Rebeldes líbios tentam controlar cidade natal de Kadafi

Enquanto combates continuam em Trípoli, oposição lança ofensiva em áreas do país que ainda são controladas por regime

iG São Paulo |

Rebeldes líbios travam intensos combates nesta quinta-feira em Sirte, cidade natal do líder Muamar Kadafi e localizada no leste do país. Choques violentos aconteceram na estrada a caminho da cidade, que ainda é controlada por forças pró-Kadafi, com barragens de artilharia e ataques com foguetes.

Segundo testemunhas, após conquistarem a maior parte de Trípoli, os rebeldes estão enviando reforços a partir da capital para Sirte, a 400 km de distância. A oposição disse não esperar uma batalha fácil, já que a cidade é um dos principais redutos de partidários de Kadafi em todo o país.
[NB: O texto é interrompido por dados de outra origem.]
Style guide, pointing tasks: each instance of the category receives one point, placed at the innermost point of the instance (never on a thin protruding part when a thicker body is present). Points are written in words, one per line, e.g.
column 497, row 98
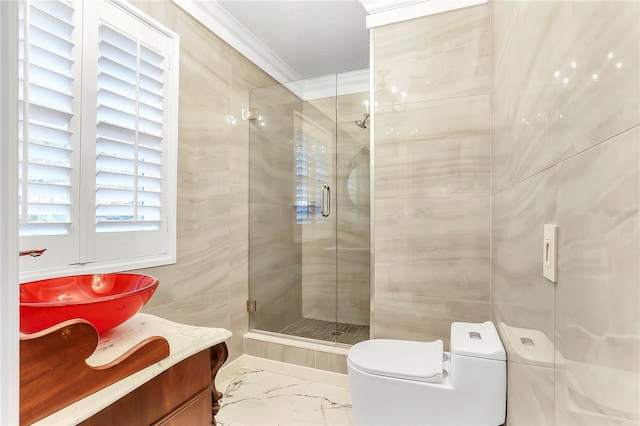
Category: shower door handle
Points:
column 325, row 210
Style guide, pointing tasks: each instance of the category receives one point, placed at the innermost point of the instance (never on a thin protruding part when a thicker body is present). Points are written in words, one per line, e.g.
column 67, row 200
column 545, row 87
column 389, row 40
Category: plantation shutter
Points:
column 98, row 138
column 131, row 111
column 48, row 129
column 312, row 169
column 129, row 134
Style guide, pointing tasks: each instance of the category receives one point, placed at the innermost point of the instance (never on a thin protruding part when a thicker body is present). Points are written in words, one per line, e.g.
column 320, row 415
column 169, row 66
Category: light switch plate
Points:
column 550, row 253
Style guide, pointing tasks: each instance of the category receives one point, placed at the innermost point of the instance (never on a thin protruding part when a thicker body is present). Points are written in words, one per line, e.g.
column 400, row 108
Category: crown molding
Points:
column 384, row 12
column 326, row 86
column 376, row 6
column 224, row 25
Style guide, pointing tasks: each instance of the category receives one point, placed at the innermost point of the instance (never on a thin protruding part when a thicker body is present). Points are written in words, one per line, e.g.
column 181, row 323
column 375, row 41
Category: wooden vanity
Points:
column 178, row 389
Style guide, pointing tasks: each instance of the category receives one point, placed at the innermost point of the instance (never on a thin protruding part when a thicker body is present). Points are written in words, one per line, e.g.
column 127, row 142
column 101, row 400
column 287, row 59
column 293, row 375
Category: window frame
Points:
column 32, row 268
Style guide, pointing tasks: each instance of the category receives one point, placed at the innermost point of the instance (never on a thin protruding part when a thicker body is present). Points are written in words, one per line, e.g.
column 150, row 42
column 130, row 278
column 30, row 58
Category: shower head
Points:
column 363, row 121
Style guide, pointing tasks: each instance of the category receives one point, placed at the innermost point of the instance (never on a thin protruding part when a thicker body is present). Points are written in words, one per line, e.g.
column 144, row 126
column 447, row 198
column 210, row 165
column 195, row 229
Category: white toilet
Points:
column 399, row 382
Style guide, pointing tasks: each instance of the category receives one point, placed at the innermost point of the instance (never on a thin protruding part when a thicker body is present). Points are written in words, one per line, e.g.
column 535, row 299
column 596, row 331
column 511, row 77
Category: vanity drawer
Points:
column 179, row 391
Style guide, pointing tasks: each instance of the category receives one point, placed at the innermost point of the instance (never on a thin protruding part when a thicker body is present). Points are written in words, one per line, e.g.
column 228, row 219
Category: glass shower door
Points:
column 292, row 212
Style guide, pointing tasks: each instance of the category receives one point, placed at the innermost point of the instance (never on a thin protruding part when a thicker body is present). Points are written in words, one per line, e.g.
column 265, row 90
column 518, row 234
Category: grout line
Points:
column 567, row 159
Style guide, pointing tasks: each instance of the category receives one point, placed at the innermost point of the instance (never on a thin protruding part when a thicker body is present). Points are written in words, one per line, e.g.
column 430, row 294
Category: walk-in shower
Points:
column 309, row 210
column 363, row 121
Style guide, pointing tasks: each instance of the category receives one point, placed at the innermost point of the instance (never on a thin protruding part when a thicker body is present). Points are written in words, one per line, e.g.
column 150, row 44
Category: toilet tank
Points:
column 477, row 340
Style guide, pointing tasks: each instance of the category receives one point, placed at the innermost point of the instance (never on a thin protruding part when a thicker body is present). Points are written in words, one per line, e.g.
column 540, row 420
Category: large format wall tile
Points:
column 520, row 296
column 208, row 284
column 564, row 86
column 437, row 247
column 530, row 394
column 405, row 316
column 438, row 148
column 598, row 296
column 432, row 170
column 434, row 57
column 565, row 150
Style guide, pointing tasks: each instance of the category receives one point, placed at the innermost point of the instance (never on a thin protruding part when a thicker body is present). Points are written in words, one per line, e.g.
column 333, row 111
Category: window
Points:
column 312, row 168
column 98, row 137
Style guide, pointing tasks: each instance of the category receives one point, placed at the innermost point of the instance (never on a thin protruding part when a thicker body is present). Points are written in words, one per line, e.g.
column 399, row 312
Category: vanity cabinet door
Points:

Nesta quinta-feira, as forças pró-regime resistiam à ofensiva e bloqueavam o avanço rebelde para a cidade de Bin Jawad, a 560 km de Trípoli. Os partidários de Kadafi também controlam Sabha, a 650 km da capital. "As forças de Khadafi ainda lutam", disse o comandante rebelde Fawzi Bukatif à agência de notícias AFP.

AFP
Rebelde é visto celebrando dentro do quartel-general de Kadafi em Trípoli (25/08)

Choque ainda acontecem em Trípoli, mesmo após os rebeldes terem tomado o quartel-general de Kadafi , Bab al-Aziziya, na terça-feira. Embora os combates mais intensos pareçam ter chegado ao fim, comandantes rebeldes afirmam que ainda há bolsões de resistência na capital, com franco-atiradores leais a Kadafi em alguns pontos da cidade e ataques com morteiros.

Na quarta-feira, a coalizão de grupos rebeldes, o Conselho Nacional de Transição (CNT), anunciou uma anistia para membros do "círculo íntimo" de Kadafi que o capturem ou matem. Um empresário líbio ofereceu até US$ 1,7 milhão (cerca de R$ 2,7 milhões) pela captura de Kadafi "vivo ou morto", segundo os rebeldes.

A liderança rebelde também ofereceu a Kadafi a opção de deixar o país em segurança, se renunciar ao poder. O líder fugitivo prometeu, entretanto, em discurso transmitido na terça-feira, "vencer ou morrer".

Os rebeldes insistem que é apenas uma questão de tempo até que o líder líbio seja encontrado, mas admitem que não têm pistas de seu paradeiro. Um rebelde que se identificou como Adbul Rahman disse à agência de notícias Reuters que eles acreditam que Kadafi ainda esteja em Trípoli, possivelmente no sul da cidade, onde ainda estão ocorrendo combates.

Os rebeldes também acreditam que Kadafi e sua família podem tentar chegar à Sabha, que abriga uma base da Força Aérea. Assim, poderiam ter a opção de uma fuga pelo deserto para o Níger ou Chade.

Representantes do Conselho de Nacional de Transição também estão preparando uma reunião no Catar com enviados dos Estados Unidos, Grã-Bretanha, França, Turquia e Emirados Árabes Unidos para discutir o futuro da Líbia depois de Khadafi.

A coalizão rebelde afirmou que precisa de US$ 2,5 bilhões (cerca de R$ 4 bilhões) em ajuda humanitária urgente. Segundo o grupo, a prioridade absoluta é cobrir custos de ajuda humanitária e pagar salários.

O levante contra o regime de Kadafi na Líbia começou em fevereiro. As forças insurgentes começaram sua campanha pelo leste e em bolsões do oeste do país, antes de iniciar sua ofensiva contra a capital.

Bombardeios da Otan contra forças de Khadafi ajudaram a campanha rebelde. A Otan age cumprindo mandato da ONU para proteger a população civil.